Jill bewunderte auch die Bilder, die sich schemenhaft an der hinteren Wand abzeichneten. Eines hätte sie gern aus der Nähe betrachtet. Es zeigte eine junge Frau ohne Kleider, die zwischen zwei Eukalyptusbäumen stand. Sie hatte riesige, von dicken schwarzen Linien umrandete Augen. Ihre Haare waren zu halb durchsichtigen Korkenzieherlocken auseinandergezogen. Sie hatte kleine Hängebrüste, sehr runde Hüften und knochige Knie. An der Stelle, wo die Beine zusammentrafen, war das Bild leicht verschwommen, man konnte keine Details erkennen. »Die Moderne Eva«, stand über der Frau.
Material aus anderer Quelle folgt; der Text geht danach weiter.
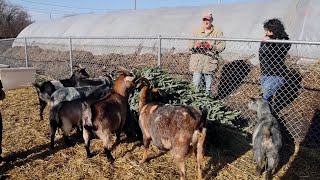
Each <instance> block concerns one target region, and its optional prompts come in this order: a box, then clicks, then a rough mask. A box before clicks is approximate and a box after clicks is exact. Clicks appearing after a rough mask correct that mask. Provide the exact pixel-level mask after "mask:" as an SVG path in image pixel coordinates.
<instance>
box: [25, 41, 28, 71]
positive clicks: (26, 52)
mask: <svg viewBox="0 0 320 180" xmlns="http://www.w3.org/2000/svg"><path fill="white" fill-rule="evenodd" d="M27 45H28V44H27V38H24V55H25V58H26V67H28V51H27Z"/></svg>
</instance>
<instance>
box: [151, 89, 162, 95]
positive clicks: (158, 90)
mask: <svg viewBox="0 0 320 180" xmlns="http://www.w3.org/2000/svg"><path fill="white" fill-rule="evenodd" d="M151 91H152V92H153V93H156V92H159V94H160V91H159V89H158V88H152V89H151Z"/></svg>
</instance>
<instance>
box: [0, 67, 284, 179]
mask: <svg viewBox="0 0 320 180" xmlns="http://www.w3.org/2000/svg"><path fill="white" fill-rule="evenodd" d="M0 83H1V81H0ZM34 87H35V88H36V90H37V94H38V96H39V103H40V119H41V120H43V111H44V109H45V107H46V106H47V105H49V106H50V107H51V108H50V113H49V121H50V123H49V126H50V128H49V129H50V138H51V144H50V148H51V149H53V148H54V139H55V133H56V130H57V128H60V129H62V132H63V139H64V142H65V143H66V144H69V145H70V143H71V142H70V140H69V139H68V136H69V135H70V132H71V130H72V128H73V127H76V128H77V130H78V131H79V132H81V131H82V134H83V139H84V143H85V149H86V154H87V157H88V158H90V157H92V154H91V153H90V140H91V139H92V137H91V136H92V135H93V134H94V135H96V136H97V137H98V138H99V139H101V140H102V142H103V148H104V153H105V156H106V157H107V159H108V160H109V161H110V162H111V163H112V162H113V161H114V158H113V156H112V154H111V150H110V149H111V146H112V136H113V134H116V141H117V142H120V134H121V130H122V128H123V127H124V124H125V123H126V121H128V120H130V117H129V116H130V106H129V103H128V98H129V96H130V94H132V93H133V92H134V91H135V90H137V91H140V97H139V104H138V113H139V126H140V128H141V131H142V134H143V145H144V152H143V157H142V160H141V161H140V163H144V162H145V161H146V159H147V150H148V148H149V145H150V142H151V140H152V142H153V144H154V145H155V146H156V147H158V148H159V150H160V151H170V152H171V153H172V155H173V159H174V162H175V164H176V166H177V167H178V169H179V174H180V179H185V178H186V170H185V160H186V158H187V157H189V156H190V155H191V154H192V153H194V154H195V156H196V160H197V172H198V179H202V169H203V167H204V162H203V156H204V155H203V149H204V144H205V143H204V142H205V140H206V131H207V130H206V119H207V114H208V111H207V109H206V108H205V107H204V108H201V109H198V108H196V107H192V106H190V105H172V104H166V103H163V102H162V99H163V98H162V96H163V93H162V92H161V93H160V92H159V91H158V89H157V88H156V87H153V86H152V85H151V83H150V82H149V80H148V79H146V78H144V77H137V76H136V75H135V74H134V73H133V72H130V71H129V70H127V69H125V68H119V70H118V71H117V72H116V73H115V74H113V75H111V73H108V72H105V75H104V76H99V78H90V77H89V74H88V73H87V72H86V70H85V68H83V67H82V66H81V65H77V66H75V67H74V72H73V75H72V76H71V77H70V78H69V79H63V80H52V81H45V82H43V83H41V85H39V84H36V83H34ZM4 98H5V92H4V91H3V90H2V84H1V92H0V99H1V100H2V99H4ZM248 108H250V109H251V110H254V111H256V112H257V125H256V129H255V131H254V133H253V135H252V146H253V152H254V157H253V159H254V161H255V162H256V163H257V166H256V168H257V169H256V170H257V173H258V174H259V175H261V174H262V170H263V161H264V160H266V162H267V165H266V169H267V173H266V179H272V173H273V170H274V169H275V168H276V167H277V165H278V162H279V149H280V148H281V146H282V141H281V133H280V128H279V124H278V122H277V120H276V119H275V118H274V117H273V115H272V114H271V111H270V108H269V106H268V104H267V103H266V102H265V101H263V100H262V98H261V97H256V98H251V101H250V103H249V104H248ZM0 115H1V114H0ZM0 117H1V116H0ZM0 134H1V137H0V138H1V139H2V119H1V133H0ZM1 139H0V145H1ZM0 150H1V146H0ZM0 153H1V151H0Z"/></svg>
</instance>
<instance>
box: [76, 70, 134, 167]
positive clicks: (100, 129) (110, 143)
mask: <svg viewBox="0 0 320 180" xmlns="http://www.w3.org/2000/svg"><path fill="white" fill-rule="evenodd" d="M134 80H135V76H134V75H133V74H132V73H129V72H125V71H122V72H121V74H120V75H119V77H118V78H117V79H116V80H115V82H114V87H113V90H112V91H111V92H110V93H109V94H108V95H106V96H105V97H103V98H102V99H100V100H99V101H97V102H96V103H94V104H92V105H91V106H90V107H88V108H87V109H86V110H85V112H84V114H86V115H85V116H84V117H91V119H90V118H85V119H83V120H82V121H83V127H84V129H83V139H84V142H85V148H86V152H87V157H92V154H91V153H90V134H89V131H93V132H94V133H95V134H96V135H97V136H98V137H99V138H100V139H101V140H102V141H103V147H104V153H105V155H106V157H107V158H108V159H109V160H110V162H113V161H114V158H113V157H112V155H111V151H110V148H111V146H112V143H111V137H112V134H114V133H116V136H117V141H119V140H120V133H121V130H122V128H123V126H124V124H125V121H126V119H127V116H128V112H129V110H130V108H129V107H130V106H129V103H128V98H129V93H130V91H132V90H134V88H135V83H134ZM90 114H91V115H90Z"/></svg>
Eva war Jacks ganz besonderer Liebling. Er hatte andere, die ihn mehr anmachten, aber dieses Mädchen war so anrührend unvollkommen und so künstlerisch in Positur gestellt, dass sie an seine tiefsten Sehnsüchte rührte. Seine vernachlässigten Zehennägel rollten sich auf und rissen die grobe Decke in Streifen. Jeden Abend blies er der Modernen Eva federleichte Küsse zu, bevor er seine Kerze löschte.

Als es Douggie wieder besser ging, war Schluss mit solchen Albernheiten. Er erkannte, was den beiden fehlte: Struktur. Das Mädchen brauchte ein Hobby, und der Bursche brauchte mehr Arbeit, damit er nicht auf die dummen Gedanken kam, deren sein Boss ihn verdächtigte.